Toxic legacies? Memories of chemical spraying among former tobacco growers in Australia and Aotearoa/New Zealand  
Andrew Russell (Durham University)

Paper short abstract:

Former tobacco growers and workers in Australia and Aotearoa/New Zealand remember and reflect on the aerial- and ground-spraying methods for managing their crop.

Paper long abstract:

Among former tobacco growers in Australia and Aotearoa/New Zealand, moral ambivalence about their crop exists less in the nature of the crop itself, since it was always legal and frequently remunerative, and more in the chemicals (or 'poisons', as they are often called) used to manage its cultivation. Products abounded to sterilise the seedbed soil, to fertilise the ground, and to control the various plant and animal pests which, despite nicotine having evolved as a powerful insecticide in its own right, were quick to capitalise on a farmers' lack of protection in this regard.
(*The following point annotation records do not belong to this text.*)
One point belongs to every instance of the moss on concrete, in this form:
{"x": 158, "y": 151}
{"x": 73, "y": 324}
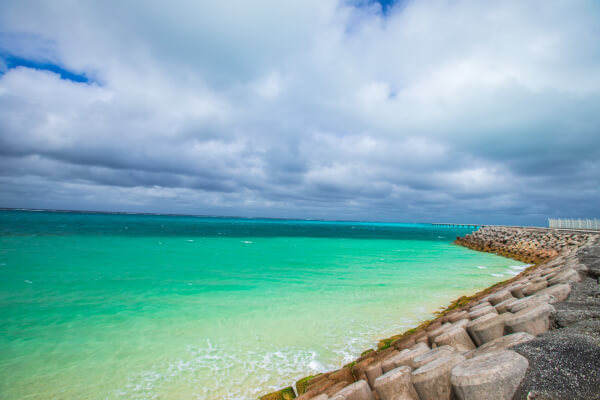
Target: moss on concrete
{"x": 302, "y": 384}
{"x": 283, "y": 394}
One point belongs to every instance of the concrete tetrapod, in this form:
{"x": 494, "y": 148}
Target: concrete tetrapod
{"x": 492, "y": 376}
{"x": 499, "y": 344}
{"x": 359, "y": 390}
{"x": 457, "y": 338}
{"x": 396, "y": 385}
{"x": 491, "y": 329}
{"x": 534, "y": 320}
{"x": 432, "y": 380}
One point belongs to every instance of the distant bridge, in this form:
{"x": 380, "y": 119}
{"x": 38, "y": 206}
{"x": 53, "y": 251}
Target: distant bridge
{"x": 451, "y": 225}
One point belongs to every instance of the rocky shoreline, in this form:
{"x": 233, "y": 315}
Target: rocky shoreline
{"x": 535, "y": 336}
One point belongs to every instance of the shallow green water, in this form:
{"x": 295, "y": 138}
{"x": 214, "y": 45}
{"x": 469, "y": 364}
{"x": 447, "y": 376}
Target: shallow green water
{"x": 104, "y": 306}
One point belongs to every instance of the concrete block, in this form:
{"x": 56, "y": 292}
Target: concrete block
{"x": 462, "y": 323}
{"x": 373, "y": 372}
{"x": 431, "y": 355}
{"x": 491, "y": 329}
{"x": 457, "y": 338}
{"x": 530, "y": 301}
{"x": 492, "y": 376}
{"x": 567, "y": 276}
{"x": 499, "y": 344}
{"x": 518, "y": 291}
{"x": 404, "y": 357}
{"x": 499, "y": 297}
{"x": 533, "y": 320}
{"x": 560, "y": 291}
{"x": 480, "y": 305}
{"x": 358, "y": 390}
{"x": 471, "y": 325}
{"x": 535, "y": 287}
{"x": 396, "y": 385}
{"x": 435, "y": 332}
{"x": 505, "y": 305}
{"x": 482, "y": 311}
{"x": 432, "y": 380}
{"x": 458, "y": 316}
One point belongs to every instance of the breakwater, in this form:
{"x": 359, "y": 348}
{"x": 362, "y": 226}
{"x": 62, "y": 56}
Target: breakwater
{"x": 502, "y": 343}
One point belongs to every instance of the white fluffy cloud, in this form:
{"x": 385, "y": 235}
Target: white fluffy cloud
{"x": 436, "y": 110}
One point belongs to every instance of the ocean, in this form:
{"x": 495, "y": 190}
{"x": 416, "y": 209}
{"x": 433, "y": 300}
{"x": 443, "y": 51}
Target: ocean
{"x": 129, "y": 306}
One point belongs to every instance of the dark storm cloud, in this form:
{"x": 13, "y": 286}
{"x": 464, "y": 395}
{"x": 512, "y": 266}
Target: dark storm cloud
{"x": 420, "y": 111}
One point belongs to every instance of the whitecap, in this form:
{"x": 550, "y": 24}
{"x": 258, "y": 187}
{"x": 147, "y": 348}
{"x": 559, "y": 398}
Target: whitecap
{"x": 518, "y": 267}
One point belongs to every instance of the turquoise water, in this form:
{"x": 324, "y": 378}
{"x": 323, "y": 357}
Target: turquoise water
{"x": 105, "y": 306}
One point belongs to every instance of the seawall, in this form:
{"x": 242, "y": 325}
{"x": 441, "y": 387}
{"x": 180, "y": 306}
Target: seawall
{"x": 549, "y": 316}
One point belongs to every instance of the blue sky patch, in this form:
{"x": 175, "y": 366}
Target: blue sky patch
{"x": 14, "y": 62}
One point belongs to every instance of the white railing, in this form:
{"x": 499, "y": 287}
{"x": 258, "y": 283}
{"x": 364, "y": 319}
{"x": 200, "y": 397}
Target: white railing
{"x": 593, "y": 224}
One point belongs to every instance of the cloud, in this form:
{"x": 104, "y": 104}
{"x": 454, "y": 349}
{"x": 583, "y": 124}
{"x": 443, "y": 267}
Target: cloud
{"x": 426, "y": 111}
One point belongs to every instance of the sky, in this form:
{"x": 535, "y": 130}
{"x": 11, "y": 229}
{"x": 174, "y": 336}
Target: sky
{"x": 416, "y": 111}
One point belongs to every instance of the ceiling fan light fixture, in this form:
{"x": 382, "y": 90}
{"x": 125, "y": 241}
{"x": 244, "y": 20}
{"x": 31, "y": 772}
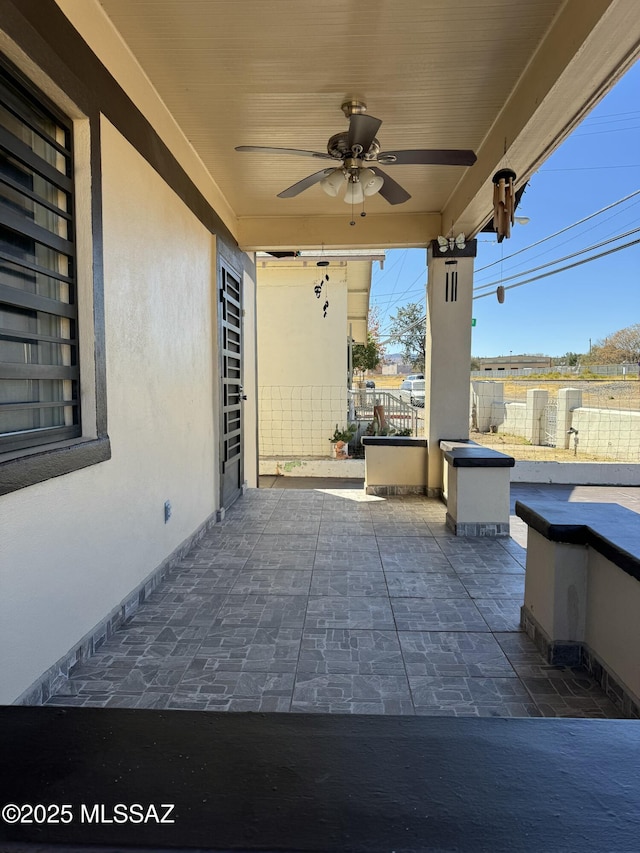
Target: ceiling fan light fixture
{"x": 371, "y": 183}
{"x": 354, "y": 193}
{"x": 333, "y": 183}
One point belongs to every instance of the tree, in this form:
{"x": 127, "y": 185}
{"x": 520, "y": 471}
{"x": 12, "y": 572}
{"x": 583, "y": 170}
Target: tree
{"x": 621, "y": 346}
{"x": 409, "y": 329}
{"x": 570, "y": 359}
{"x": 366, "y": 356}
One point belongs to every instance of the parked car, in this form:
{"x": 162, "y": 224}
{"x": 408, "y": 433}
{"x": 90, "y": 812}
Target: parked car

Most of these products are now banned, but they are remembered for the different and frequently dramatic ground and aerial means and times they were administered, and above all for their distinctive smells. Commercial cultivation of tobacco finished in 1995 (Aotearoa/New Zealand) and 2006 (Australia). As time passes, and due to the fact that the health legacy of these different noxious substances is a matter of risk and probability rather than definitive causation, concerns over their long-term legacy are only infrequently and speculatively voiced. When the issue is raised, it is more often in terms of the likely consequences of chemical residues for smokers' lungs rather than the dangers the products may have posed for tobacco workers themselves and their families. A restitution narrative is developing whereby the toxic legacy of these poisons is being replaced by a new ethos of organic farming methods free of chemical inputs.